Neverending storrrryyyyy
- Hilary Cameron
- 2
- Posted on
A few days ago, my flatmates succumbed to my insistence that we watch ‘The NeverEnding Story‘, one of my favourite movies as a young child. I hadn’t seen it in years and was curious to see how my perspective of it had morphed under a revisit as an adult, and for the most part it didn’t disappoint; there was definitely a lot to marvel at: Falkor certainly takes a turn for the creepy at one point, and the damned horse…THE HORSE! I can’t recall many kids movies that willing to emotionally devastate innocent little viewers. Not a completely flawless viewing experience but still I shall always maintain that for all its simplicity, it still has far fewer plot holes than Highlander (the previous showing at flat film club).
One part of the experience hadn’t changed for me, however. At the age of five, this movie was the first experience I clearly recall where I was given the clear message that I didn’t get to have adventures on the back of a luck dragon; my place was crying in the Ivory Tower waiting for the boys to save me.
This realisation was crushing: at this time I was growing up on a high country farm being homeschooled and wanting to learn to ride motorbikes and shoot guns like my brother. I modelled everything I wanted to be on the men in my life, not for a moment considering that my gender could be a factor in how my life played out. I actually thought Atreyu was a girl (go and watch the scene where he first appears and you will empathise with my confusion. No boys I ever knew had hair that shiny) and so I would spend hours pretending I was Atreyu while climbing trees and skipping the paddocks. Every year as part of Correspondence School (our homeschool programme) there was a week long lets-try-prevent-you-kids-from-becoming-socially-awkward get together which involved a costume party. I went as Atreyu, complete with an auryn made of tinfoil. And because kids are bastards, this is where I had my mistake pointed out to me. He was a boy. I was a girl. I had to find another idol.

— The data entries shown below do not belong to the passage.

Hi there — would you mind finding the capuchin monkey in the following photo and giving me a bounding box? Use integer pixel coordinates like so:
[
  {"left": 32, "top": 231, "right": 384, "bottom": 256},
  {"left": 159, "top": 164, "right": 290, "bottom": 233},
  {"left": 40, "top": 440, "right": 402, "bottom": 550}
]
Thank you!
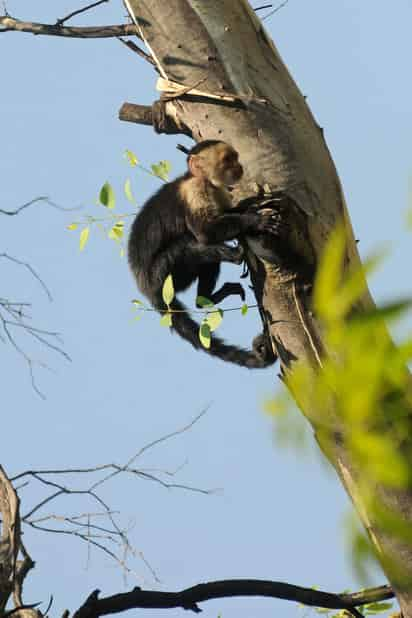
[{"left": 128, "top": 140, "right": 276, "bottom": 368}]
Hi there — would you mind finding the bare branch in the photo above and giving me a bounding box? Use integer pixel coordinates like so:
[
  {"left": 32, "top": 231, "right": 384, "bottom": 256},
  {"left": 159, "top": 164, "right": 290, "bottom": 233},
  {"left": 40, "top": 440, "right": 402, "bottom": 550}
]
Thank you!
[
  {"left": 7, "top": 410, "right": 212, "bottom": 581},
  {"left": 0, "top": 250, "right": 71, "bottom": 399},
  {"left": 0, "top": 15, "right": 140, "bottom": 39},
  {"left": 0, "top": 253, "right": 53, "bottom": 301},
  {"left": 118, "top": 36, "right": 157, "bottom": 67},
  {"left": 56, "top": 0, "right": 110, "bottom": 26},
  {"left": 73, "top": 579, "right": 394, "bottom": 618},
  {"left": 253, "top": 4, "right": 273, "bottom": 12},
  {"left": 262, "top": 0, "right": 289, "bottom": 21},
  {"left": 0, "top": 197, "right": 78, "bottom": 217}
]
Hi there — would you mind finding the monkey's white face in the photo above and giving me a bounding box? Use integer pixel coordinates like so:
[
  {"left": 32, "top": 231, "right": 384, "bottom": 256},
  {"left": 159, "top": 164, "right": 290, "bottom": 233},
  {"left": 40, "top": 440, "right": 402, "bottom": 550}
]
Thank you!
[
  {"left": 189, "top": 142, "right": 243, "bottom": 187},
  {"left": 212, "top": 144, "right": 243, "bottom": 186}
]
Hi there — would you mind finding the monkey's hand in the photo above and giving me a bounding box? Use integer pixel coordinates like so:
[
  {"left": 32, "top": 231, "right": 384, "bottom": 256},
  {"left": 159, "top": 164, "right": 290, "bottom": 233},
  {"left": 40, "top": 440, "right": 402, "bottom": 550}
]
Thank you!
[
  {"left": 242, "top": 208, "right": 280, "bottom": 234},
  {"left": 222, "top": 245, "right": 245, "bottom": 264},
  {"left": 252, "top": 332, "right": 277, "bottom": 364}
]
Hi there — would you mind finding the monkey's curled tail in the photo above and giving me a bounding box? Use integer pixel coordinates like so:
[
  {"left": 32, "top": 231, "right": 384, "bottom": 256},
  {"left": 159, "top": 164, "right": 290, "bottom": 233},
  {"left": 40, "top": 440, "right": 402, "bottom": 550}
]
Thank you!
[{"left": 157, "top": 299, "right": 276, "bottom": 369}]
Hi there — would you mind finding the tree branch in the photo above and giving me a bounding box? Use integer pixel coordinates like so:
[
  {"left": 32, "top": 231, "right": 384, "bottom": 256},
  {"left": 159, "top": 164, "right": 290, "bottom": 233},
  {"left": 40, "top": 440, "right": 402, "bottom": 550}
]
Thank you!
[
  {"left": 73, "top": 579, "right": 394, "bottom": 618},
  {"left": 56, "top": 0, "right": 110, "bottom": 26},
  {"left": 0, "top": 15, "right": 140, "bottom": 39}
]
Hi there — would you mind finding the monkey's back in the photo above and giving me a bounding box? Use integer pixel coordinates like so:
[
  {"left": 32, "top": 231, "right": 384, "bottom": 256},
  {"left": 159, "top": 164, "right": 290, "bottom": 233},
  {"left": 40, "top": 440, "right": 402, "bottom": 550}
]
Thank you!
[{"left": 128, "top": 177, "right": 193, "bottom": 300}]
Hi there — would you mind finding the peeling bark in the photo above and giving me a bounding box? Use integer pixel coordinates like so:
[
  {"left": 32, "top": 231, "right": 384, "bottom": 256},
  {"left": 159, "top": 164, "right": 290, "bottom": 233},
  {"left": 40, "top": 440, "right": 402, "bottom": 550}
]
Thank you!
[{"left": 124, "top": 0, "right": 412, "bottom": 618}]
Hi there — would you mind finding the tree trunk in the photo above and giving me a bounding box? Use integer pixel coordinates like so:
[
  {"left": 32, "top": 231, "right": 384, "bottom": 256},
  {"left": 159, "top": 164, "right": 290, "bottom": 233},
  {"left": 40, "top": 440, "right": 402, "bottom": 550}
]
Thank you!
[{"left": 124, "top": 0, "right": 412, "bottom": 618}]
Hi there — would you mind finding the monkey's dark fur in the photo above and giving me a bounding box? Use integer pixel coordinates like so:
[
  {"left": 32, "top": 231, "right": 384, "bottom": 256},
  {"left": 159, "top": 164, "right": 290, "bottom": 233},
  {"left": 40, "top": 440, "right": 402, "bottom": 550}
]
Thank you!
[{"left": 128, "top": 140, "right": 275, "bottom": 368}]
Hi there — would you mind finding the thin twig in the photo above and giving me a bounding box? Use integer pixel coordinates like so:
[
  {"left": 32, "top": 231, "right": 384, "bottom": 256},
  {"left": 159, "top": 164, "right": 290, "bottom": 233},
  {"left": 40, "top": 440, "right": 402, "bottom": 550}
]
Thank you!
[
  {"left": 56, "top": 0, "right": 110, "bottom": 26},
  {"left": 117, "top": 36, "right": 157, "bottom": 70},
  {"left": 262, "top": 0, "right": 289, "bottom": 21},
  {"left": 0, "top": 199, "right": 78, "bottom": 217},
  {"left": 253, "top": 4, "right": 273, "bottom": 11},
  {"left": 0, "top": 253, "right": 53, "bottom": 301},
  {"left": 0, "top": 15, "right": 140, "bottom": 39}
]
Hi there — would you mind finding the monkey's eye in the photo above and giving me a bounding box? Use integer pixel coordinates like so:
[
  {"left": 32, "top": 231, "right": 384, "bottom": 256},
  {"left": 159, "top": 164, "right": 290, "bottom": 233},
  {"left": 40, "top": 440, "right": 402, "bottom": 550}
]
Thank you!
[{"left": 223, "top": 153, "right": 237, "bottom": 165}]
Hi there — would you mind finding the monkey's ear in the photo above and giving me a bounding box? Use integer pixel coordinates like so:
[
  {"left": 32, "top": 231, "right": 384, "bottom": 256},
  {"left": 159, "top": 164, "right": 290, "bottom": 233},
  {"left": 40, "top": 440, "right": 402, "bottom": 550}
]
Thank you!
[{"left": 187, "top": 155, "right": 203, "bottom": 177}]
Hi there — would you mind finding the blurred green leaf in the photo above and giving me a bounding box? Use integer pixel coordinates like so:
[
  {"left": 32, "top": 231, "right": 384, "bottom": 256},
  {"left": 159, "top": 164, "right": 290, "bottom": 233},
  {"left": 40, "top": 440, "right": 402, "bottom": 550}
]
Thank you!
[
  {"left": 124, "top": 178, "right": 136, "bottom": 204},
  {"left": 99, "top": 182, "right": 116, "bottom": 210},
  {"left": 160, "top": 312, "right": 173, "bottom": 328},
  {"left": 196, "top": 296, "right": 215, "bottom": 307},
  {"left": 150, "top": 161, "right": 172, "bottom": 181},
  {"left": 108, "top": 221, "right": 124, "bottom": 242},
  {"left": 79, "top": 227, "right": 90, "bottom": 251},
  {"left": 125, "top": 150, "right": 139, "bottom": 167},
  {"left": 162, "top": 275, "right": 175, "bottom": 306},
  {"left": 199, "top": 321, "right": 211, "bottom": 350},
  {"left": 205, "top": 309, "right": 223, "bottom": 332}
]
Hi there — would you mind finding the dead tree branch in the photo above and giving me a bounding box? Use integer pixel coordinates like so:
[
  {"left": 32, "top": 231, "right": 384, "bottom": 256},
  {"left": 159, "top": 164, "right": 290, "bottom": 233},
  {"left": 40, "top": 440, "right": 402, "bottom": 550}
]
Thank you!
[
  {"left": 56, "top": 0, "right": 110, "bottom": 26},
  {"left": 73, "top": 579, "right": 393, "bottom": 618},
  {"left": 0, "top": 195, "right": 78, "bottom": 217},
  {"left": 0, "top": 15, "right": 140, "bottom": 39},
  {"left": 6, "top": 409, "right": 213, "bottom": 580}
]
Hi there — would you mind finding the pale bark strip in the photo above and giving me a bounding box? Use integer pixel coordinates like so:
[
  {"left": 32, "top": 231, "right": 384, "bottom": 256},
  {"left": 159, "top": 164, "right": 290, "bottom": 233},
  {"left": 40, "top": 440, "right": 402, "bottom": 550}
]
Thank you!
[{"left": 124, "top": 0, "right": 412, "bottom": 618}]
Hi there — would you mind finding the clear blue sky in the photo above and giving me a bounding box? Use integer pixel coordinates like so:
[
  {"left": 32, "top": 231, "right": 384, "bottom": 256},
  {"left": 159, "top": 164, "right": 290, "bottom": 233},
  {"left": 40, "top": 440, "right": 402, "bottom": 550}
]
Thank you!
[{"left": 0, "top": 0, "right": 412, "bottom": 618}]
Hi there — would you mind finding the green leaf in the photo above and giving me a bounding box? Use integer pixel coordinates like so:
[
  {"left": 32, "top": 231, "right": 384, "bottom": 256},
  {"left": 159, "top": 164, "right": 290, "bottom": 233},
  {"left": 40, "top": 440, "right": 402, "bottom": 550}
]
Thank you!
[
  {"left": 313, "top": 225, "right": 346, "bottom": 320},
  {"left": 124, "top": 150, "right": 139, "bottom": 167},
  {"left": 350, "top": 298, "right": 412, "bottom": 325},
  {"left": 205, "top": 309, "right": 223, "bottom": 332},
  {"left": 99, "top": 182, "right": 116, "bottom": 209},
  {"left": 107, "top": 221, "right": 124, "bottom": 242},
  {"left": 124, "top": 178, "right": 136, "bottom": 204},
  {"left": 160, "top": 311, "right": 173, "bottom": 328},
  {"left": 162, "top": 275, "right": 175, "bottom": 306},
  {"left": 196, "top": 296, "right": 215, "bottom": 307},
  {"left": 199, "top": 322, "right": 211, "bottom": 350},
  {"left": 79, "top": 227, "right": 90, "bottom": 251},
  {"left": 150, "top": 161, "right": 172, "bottom": 181},
  {"left": 364, "top": 603, "right": 393, "bottom": 614}
]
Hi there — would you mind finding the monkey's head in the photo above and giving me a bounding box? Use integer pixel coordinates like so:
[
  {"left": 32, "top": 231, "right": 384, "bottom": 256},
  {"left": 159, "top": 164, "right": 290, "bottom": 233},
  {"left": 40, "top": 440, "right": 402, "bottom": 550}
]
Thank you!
[{"left": 187, "top": 140, "right": 243, "bottom": 187}]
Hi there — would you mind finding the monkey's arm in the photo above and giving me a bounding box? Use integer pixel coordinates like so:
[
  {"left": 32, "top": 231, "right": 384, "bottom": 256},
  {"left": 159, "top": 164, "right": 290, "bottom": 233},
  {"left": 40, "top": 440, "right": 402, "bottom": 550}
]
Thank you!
[{"left": 187, "top": 210, "right": 275, "bottom": 244}]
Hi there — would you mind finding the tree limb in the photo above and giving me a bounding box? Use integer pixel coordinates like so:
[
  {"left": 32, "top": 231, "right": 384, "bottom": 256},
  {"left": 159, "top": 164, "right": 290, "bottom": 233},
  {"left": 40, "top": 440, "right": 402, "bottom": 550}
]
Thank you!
[
  {"left": 73, "top": 579, "right": 394, "bottom": 618},
  {"left": 56, "top": 0, "right": 110, "bottom": 26},
  {"left": 0, "top": 15, "right": 140, "bottom": 39}
]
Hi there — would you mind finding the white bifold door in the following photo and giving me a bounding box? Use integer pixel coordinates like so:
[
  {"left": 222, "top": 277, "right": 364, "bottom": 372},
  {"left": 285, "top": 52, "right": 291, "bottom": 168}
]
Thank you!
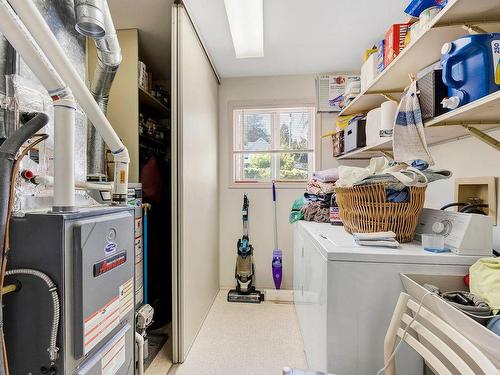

So in the realm of Fantasia, who was left? No heroes, no fighters. Not even a sidekick. I was left with the Empress, who (although inexplicably held in high regard by her subjects) seemed to do little more than sit in her Ivory Tower as the world falls apart, looking pretty and crying up until the point she has to beg another boy to give her a new name to save Fantasia.
Although I couldn’t articulate it in a meaningful way, the sense of loss and exclusion I felt was profound. Because once this was pointed out to me, it just got worse. It was everywhere. Pinocchio. The Lion King. Aladdin. The Little Mermaid. Where were my heroes, who could adventure and fight and be brave too? Why was the world telling me I was only allowed to be good for nothing more than a prop, a nurturer or a sweet soul to be rescued or wooed?
I know that the arguments for the roles and actions of these female roles can be more nuanced, but this is only my experience. I was a tomboy as a kid, and it felt like a lonely experience because the message I was given was that I was an aberration. The only female character I remember identifying with in my primary school years was Lisa Simpson, but even then she was portrayed as a know-it-all who was ridiculed regularly for who she was.
An article has just come out quoting the Gina Davis Institute on Gender in Media on the fact that there is still a huge under representation of women in the film industry, which sounds like such a superficial issue. It’s just the movies, right? But it is important, because we get so many societal cues from popular culture starting right from when our parents first cave and hand over childcare duties to the telly. I love that there are films on offer now such as Brave and Frozen and the like, and I was over the moon when I hit high school and discovered Buffy and Veronica Mars. But female protagonist driven plots are still lauded like groundbreaking phenomena whenever they gain success, as they’re not part of a pop culture norm yet (let alone a societal one). I really, really hope it changes because for the most part, I’m still waiting for the world to let me out of this goddamned Ivory Tower.
“Call my name! Bastian, please! Save us!” … Oh I love that movie…
Was one of my favourite books when I was about 7 (I’m still bitter about whoever it was that stole my hardcover copy of it). I was so disappointed in how badly they butchered it when they turned about the first 1/3 of the book into a movie.